You might imagine that because you are paying to see something specific (i.e., the movie) you would not be subjected to watching something that the proprietor is making money on. To be sure, for years pre-movie there would be the cartoon of the hotdog, beverage and popcorn box strutting across the screen encouraging you to go get a snack, but it got to the point that you were encouraged to do everything from joining the Army to buying car insurance. And while those ads tended to be well produced, there are even those sold locally to plastic surgeons and car dealers that appear to have been shot and produced by someone’s Uncle Gus.

According to SiriusXM, “SiriusXM is unique because we stay true to the artists and their music by broadcasting 100% commercial-free music. So, unlike traditional radio, all of our original music channels have no commercials – ever!” However, elsewhere it acknowledges, “While all of our music channels are 100% commercial free, subscribers may hear commercials on some of the Sports, Talk and News channels.” That verb may, expressing possibility, is a bit of a dodge. What’s more, while the music channels are without commercials in the sense of things that are promoting the goods and services of a third party, there are more than a few interruptions on the music channels trying to get you to listen to the Billy Joel Channel or a special, limited-duration channel from some performer that you’d prefer Novocain-free dental work rather than listening to. What SiriusXM is doing is trying to keep you within its sphere so that it is going to make money from subscription renewals. Realize that they have built out an infrastructure (e.g., satellites, office buildings) that needs to be maintained, to say nothing of the contract with Howard Stern that is said to be worth as much as $100-million a year through 2025. You need a lot of subscribers to support that kind of outgo.

On February 22, Spotify conducted its “Stream On” event, which it describes as how it “is continuing to go all in on the limitless power of audio—the opportunity and the potential it represents for Spotify, creators, and fans everywhere around the world.

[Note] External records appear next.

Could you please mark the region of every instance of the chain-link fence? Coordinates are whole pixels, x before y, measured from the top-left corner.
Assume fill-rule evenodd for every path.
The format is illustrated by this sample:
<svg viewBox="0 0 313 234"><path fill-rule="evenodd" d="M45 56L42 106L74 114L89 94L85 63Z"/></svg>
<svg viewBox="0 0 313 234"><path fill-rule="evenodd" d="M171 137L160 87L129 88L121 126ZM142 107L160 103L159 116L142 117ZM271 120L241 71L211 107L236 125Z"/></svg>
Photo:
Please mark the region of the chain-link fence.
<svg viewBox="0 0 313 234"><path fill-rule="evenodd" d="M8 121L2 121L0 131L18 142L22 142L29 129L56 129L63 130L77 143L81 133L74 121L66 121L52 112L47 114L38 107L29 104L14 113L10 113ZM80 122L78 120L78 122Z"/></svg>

Included in the Stream On announcements were the Barack Obama/Bruce Springsteen podcast, “Renegades: Born in the USA” (isn’t that title a little bit embarrassing for the man who promoted The Middle?) and a partnership with Anthony and Joe Russo, the men whose Avengers movies were made all the longer by all of those ads that preceded them.

But wait for it: Here’s where it is all going to, as the company proclaimed:

“Over the last year, Spotify has made significant moves to modernize audio advertising. From the launch of Streaming Ad Insertion to the expansion of our self-serve ad platform, Ad Studio, to the acquisition of Megaphone, we’re committed to ensuring this industry reaches its full potential.

“Today, we announced an exciting leap forward for audio advertising, creating a path for creators to earn more for their work while delivering greater impact for advertisers.

“We believe that this space is primed for innovation as digital audio becomes an integral part of consumers’ daily routines worldwide. According to eMarketer, in the U.S., mobile time spent listening to audio content is now outpacing time spent on social media, video, and gaming.”

That’s right: prime time for advertising.

According to the Spotify investors’ letter published on February 3, 2021:

“We continue to lean into our goal of becoming the world’s number one audio platform through compelling new music and exclusive non-music content. As of Q4, we had 2.2 million podcasts on the platform (up from more than 1.9 million podcasts in Q3). Of note, 25% of our Total MAUs [monthly average users*] engaged with podcast content in Q4 (up from 22% of MAUs in Q3 2020). We continue to see strong growth in podcast consumption, with consumption hours in Q4 nearly doubling since Q4 2019. We have increasing conviction in the causal relationship between the growth in podcast consumption driving higher LTV [lifetime value] and retention among our user base.”

That’s a lot of available time to reach a lot of available ears.

After all, Spotify has to pay Joe Rogan an estimated $100-million, that takes a lot of ads.

As we come back from the lack of wide-spread live music, anticipate an increase in the number of monetization opportunities that you’re subjected to. Here’s a clue why this is going to happen. In reporting its Q4 financials, Live Nation’s indicated that its adjusted operating income showed a loss of $166.7 million for concerts, a loss of $73.7 million for ticketing, and losses of $1.8 million and $16.3 million for “other and eliminations” and corporate, respectively.

There was one bit of black ink: $14.2 million for Sponsorship & Advertising.

Count on it.

*In Q4 2020 Spotify had 155 million premium users and 199 million ad-supported listeners.